Incertitude de fin d’année.

En Ukraine, M.Poutine semble grignoter du terrain. Peut-être a-t-il eu raison de penser que l’Occident se lasserait des Ukrainiens ? Mais peut-être que la stratégie des Occidentaux est, simplement, de le saigner, de façon à lui retirer son pouvoir de nuisance. L’Ukraine serait-elle son Verdun ?

Et il y a Israël. Bien que le conflit ne se soit pas étendu, pour le moment, il est encore possible de rejouer le scénario de la guerre du Kippour, avec la crise économique qui va avec. D’ailleurs les alliés de l’Iran semblent tâter le terrain. Seulement, à l’époque, l’Occident était riche.
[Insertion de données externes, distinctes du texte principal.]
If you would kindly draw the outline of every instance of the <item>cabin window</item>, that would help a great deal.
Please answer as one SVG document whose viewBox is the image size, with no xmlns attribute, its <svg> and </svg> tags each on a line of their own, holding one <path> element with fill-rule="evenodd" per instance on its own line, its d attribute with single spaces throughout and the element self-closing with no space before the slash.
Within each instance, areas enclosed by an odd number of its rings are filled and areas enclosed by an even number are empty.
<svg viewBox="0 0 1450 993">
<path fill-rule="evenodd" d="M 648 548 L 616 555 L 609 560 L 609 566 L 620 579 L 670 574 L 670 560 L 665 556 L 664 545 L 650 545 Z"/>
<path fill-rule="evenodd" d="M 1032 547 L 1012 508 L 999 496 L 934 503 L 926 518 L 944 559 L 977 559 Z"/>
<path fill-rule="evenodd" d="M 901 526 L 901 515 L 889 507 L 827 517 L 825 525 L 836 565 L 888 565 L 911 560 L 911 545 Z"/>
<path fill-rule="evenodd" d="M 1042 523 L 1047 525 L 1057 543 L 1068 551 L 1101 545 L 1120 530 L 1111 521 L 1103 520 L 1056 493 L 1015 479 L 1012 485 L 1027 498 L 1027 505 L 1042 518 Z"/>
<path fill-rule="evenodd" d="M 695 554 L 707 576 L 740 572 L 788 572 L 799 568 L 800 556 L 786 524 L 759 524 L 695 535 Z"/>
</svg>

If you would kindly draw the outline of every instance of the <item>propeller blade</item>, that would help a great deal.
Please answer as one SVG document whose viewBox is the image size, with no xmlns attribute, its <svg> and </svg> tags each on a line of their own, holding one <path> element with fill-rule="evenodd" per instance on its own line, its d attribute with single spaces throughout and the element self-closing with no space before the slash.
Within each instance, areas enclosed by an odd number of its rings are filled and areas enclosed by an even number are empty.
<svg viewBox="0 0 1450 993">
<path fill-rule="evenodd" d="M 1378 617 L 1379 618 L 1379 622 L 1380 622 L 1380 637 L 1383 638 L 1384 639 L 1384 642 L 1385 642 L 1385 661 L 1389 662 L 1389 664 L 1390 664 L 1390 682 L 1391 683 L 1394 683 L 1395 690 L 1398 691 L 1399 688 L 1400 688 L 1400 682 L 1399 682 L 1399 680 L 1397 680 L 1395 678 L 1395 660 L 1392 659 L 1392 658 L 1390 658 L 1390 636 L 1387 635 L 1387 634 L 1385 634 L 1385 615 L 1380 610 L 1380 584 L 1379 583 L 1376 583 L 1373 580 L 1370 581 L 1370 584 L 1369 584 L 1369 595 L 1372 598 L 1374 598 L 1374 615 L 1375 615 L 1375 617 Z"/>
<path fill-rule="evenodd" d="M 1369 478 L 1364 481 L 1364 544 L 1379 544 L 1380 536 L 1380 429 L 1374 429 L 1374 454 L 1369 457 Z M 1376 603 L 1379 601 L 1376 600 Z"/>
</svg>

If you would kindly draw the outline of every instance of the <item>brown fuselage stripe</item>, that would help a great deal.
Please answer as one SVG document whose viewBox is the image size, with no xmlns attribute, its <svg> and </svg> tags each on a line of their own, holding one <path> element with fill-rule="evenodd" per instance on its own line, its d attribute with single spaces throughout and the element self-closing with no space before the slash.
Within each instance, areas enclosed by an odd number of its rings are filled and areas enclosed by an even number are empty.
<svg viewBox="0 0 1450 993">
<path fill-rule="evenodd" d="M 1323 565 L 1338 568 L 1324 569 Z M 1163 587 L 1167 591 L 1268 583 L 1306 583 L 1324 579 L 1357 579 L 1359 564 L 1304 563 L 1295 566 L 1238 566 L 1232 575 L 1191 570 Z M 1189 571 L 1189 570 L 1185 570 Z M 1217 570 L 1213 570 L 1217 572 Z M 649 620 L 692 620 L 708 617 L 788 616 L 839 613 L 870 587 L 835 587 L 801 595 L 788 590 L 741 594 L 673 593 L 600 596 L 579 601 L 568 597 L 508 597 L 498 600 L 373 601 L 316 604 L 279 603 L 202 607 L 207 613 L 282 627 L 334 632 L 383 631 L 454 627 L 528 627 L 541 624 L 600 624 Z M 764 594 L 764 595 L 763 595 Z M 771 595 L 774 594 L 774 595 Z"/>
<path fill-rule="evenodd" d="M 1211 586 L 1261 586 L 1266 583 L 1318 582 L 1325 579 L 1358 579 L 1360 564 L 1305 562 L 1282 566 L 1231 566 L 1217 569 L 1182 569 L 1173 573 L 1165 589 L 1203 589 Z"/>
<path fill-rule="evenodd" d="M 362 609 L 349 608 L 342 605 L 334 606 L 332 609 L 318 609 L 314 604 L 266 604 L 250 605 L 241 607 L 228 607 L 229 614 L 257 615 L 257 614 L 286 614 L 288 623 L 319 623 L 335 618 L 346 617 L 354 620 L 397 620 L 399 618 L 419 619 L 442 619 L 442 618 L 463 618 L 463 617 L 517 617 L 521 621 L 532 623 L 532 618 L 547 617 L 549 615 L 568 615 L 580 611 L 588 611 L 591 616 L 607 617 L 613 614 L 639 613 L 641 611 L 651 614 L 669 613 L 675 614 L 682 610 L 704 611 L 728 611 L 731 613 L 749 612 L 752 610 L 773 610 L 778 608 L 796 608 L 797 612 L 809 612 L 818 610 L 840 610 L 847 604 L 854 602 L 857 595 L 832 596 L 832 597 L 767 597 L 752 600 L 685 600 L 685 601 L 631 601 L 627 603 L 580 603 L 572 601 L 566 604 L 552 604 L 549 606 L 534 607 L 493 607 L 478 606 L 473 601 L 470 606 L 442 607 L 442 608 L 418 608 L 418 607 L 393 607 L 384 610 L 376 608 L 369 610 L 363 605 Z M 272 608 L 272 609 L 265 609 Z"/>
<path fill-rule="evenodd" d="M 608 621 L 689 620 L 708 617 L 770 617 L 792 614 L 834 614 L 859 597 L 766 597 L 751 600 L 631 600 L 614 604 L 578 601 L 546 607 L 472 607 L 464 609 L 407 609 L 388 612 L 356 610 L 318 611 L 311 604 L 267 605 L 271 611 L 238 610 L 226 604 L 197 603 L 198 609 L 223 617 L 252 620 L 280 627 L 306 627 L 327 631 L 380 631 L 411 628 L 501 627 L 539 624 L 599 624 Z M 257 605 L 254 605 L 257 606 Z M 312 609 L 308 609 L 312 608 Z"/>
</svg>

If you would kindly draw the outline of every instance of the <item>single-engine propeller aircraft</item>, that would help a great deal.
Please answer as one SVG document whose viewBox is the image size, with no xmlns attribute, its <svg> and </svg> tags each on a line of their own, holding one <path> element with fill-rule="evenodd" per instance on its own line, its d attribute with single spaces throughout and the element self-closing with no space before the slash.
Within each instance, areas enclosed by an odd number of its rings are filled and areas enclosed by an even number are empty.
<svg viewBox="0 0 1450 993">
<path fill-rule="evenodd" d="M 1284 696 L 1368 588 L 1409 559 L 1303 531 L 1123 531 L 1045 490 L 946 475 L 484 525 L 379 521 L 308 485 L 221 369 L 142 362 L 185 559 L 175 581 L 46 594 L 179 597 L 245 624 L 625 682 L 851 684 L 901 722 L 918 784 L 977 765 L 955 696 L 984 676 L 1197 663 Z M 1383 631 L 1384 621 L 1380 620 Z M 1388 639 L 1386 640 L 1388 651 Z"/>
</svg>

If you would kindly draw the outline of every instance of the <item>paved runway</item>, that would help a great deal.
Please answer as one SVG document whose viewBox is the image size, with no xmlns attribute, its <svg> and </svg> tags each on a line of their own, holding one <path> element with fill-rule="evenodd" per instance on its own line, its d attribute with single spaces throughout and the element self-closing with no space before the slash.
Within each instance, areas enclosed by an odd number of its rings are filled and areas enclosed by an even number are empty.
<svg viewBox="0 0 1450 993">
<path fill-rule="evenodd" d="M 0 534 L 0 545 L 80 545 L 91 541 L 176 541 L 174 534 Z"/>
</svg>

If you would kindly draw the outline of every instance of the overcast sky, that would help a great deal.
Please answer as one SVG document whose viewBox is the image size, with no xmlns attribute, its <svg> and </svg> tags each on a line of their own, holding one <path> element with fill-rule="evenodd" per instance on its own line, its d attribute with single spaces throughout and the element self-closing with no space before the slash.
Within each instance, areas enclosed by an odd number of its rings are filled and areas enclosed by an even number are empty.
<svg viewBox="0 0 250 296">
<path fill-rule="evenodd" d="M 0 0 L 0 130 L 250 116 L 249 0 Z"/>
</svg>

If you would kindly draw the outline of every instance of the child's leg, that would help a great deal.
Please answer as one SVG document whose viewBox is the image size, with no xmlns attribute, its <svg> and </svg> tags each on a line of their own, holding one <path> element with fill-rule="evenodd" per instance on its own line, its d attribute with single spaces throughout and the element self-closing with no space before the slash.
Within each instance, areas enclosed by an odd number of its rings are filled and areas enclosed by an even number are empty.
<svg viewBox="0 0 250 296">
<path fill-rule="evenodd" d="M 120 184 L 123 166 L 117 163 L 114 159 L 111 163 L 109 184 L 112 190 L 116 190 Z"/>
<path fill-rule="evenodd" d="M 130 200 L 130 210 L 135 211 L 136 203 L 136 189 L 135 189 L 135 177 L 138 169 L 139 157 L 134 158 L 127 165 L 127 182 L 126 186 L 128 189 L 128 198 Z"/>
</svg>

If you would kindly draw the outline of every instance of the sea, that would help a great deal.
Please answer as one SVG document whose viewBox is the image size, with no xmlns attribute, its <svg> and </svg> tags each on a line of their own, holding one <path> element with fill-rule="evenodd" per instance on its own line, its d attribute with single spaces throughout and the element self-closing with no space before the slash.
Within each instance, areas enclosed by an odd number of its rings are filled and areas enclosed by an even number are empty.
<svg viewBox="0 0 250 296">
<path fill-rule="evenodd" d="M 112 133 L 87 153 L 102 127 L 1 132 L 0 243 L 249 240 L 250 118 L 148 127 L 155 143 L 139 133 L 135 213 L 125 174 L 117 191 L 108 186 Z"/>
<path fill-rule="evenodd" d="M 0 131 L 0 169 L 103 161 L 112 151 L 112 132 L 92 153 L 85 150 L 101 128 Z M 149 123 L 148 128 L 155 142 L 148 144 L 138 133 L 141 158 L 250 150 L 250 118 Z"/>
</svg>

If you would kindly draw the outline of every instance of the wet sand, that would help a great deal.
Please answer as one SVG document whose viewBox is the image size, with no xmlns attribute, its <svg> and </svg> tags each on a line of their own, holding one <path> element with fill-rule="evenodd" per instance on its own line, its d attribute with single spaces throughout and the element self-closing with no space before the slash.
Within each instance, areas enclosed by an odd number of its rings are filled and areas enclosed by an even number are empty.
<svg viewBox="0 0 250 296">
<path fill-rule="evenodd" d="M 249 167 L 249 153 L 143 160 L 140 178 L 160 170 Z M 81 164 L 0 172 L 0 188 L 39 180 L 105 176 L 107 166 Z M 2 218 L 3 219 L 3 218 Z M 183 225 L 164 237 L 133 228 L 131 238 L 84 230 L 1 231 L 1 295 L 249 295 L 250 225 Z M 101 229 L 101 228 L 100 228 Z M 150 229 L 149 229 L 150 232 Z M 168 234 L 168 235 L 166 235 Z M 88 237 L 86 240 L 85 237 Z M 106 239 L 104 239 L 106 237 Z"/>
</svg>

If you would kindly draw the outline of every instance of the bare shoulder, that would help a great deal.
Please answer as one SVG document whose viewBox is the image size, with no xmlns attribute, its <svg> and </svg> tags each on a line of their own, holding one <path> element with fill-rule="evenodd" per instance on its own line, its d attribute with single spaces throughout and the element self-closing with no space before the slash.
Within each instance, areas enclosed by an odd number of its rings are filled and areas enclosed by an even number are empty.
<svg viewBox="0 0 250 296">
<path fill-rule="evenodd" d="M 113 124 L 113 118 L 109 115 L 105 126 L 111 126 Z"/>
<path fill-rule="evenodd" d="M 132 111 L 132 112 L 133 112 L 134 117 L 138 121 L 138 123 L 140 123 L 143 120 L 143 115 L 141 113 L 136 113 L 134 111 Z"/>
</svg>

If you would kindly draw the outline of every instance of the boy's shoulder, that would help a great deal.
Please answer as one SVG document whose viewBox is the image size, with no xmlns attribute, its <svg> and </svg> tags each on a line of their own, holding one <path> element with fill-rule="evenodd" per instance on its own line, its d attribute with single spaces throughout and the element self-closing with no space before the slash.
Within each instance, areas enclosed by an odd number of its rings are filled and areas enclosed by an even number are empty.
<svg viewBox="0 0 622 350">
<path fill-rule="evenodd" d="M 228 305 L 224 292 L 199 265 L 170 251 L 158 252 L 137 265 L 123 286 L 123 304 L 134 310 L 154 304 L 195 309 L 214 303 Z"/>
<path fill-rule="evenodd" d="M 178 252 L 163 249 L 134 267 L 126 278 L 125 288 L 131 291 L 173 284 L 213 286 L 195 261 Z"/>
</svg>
Alors, crise de 29 ?

Une nouvelle épidémie ? Une crise innovante ?

Le problème avec les crises est, grand théorème du changement, qu’elles révèlent la nature réelle d’une société (cf. ce que dit Kurt Lewin), et, comme je le répète à qui veut m’entendre, elles font « tomber les cadavres des placards »…

(La BBC annonçait jeudi dernier que le chiffre d’affaires de l’industrie de l’armement avait augmenté de 10% en 2 ans. Ce qui ne paraît pas beaucoup, contrairement à ce qu’elle pensait, et montre probablement que nous vivons sur une poudrière.)